The intervention proposed the emptying of the original habitation from its internal partition designed during the 50 as a cluster of different adjacent spaces, closed rooms following a fragmented spatial logic.
The project aimed to reorganize the living areas as functional parallel stripes following a space continuity concept to organize them.
The architectural elements that redesign the space are basically four: the service volume, the masonry bookcase, the hollow septum, and the sliding panel.
The main theme is the hollow septum here used in a domestic environment. This inhabited septum follows the orthogonal arrangement of the house organizing the space in parallels functional stripes of different dimension (sleeping, living, facility, and kitchen).

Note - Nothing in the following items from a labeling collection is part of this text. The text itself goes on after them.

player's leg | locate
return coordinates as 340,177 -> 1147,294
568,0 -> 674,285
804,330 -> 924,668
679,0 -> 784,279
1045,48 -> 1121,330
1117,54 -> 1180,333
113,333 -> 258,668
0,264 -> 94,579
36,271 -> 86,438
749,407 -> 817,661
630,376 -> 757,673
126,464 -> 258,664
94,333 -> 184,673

This facility septum is also a plastic element that with its dimension and depth remind to the ancient wall’s dept. Its mass, containing bathroom and closets, is engraved by visible splayed marks that permit the pass by and serve as filters between living and sleeping areas. The splays create protected ambits between the living and sleeping area and the facility and focus the visual attention through the entire house. The hollow septum without blocking the space ensures the flexibility of the sleeping area that could be organized as a unicum or divided into two rooms.
The “blades” of the book case enhance the perspective orthogonal to the septum and contribute to the entrance wall dematerialization.
The living room wide and bright is inhabited by a hollow shape that organize spatially and visually the space.
The big sliding panel when closed fits into the bookcase “blades”, when open include the space of the kitchen to living room.
The intervention totally renewed the house functionally and architectonically increasing the living area and the number of bathrooms thank to the suppression of useless partition and corridors.
The light variation is one of the most interesting effect achieved thank to the splayed passages and engraved marks.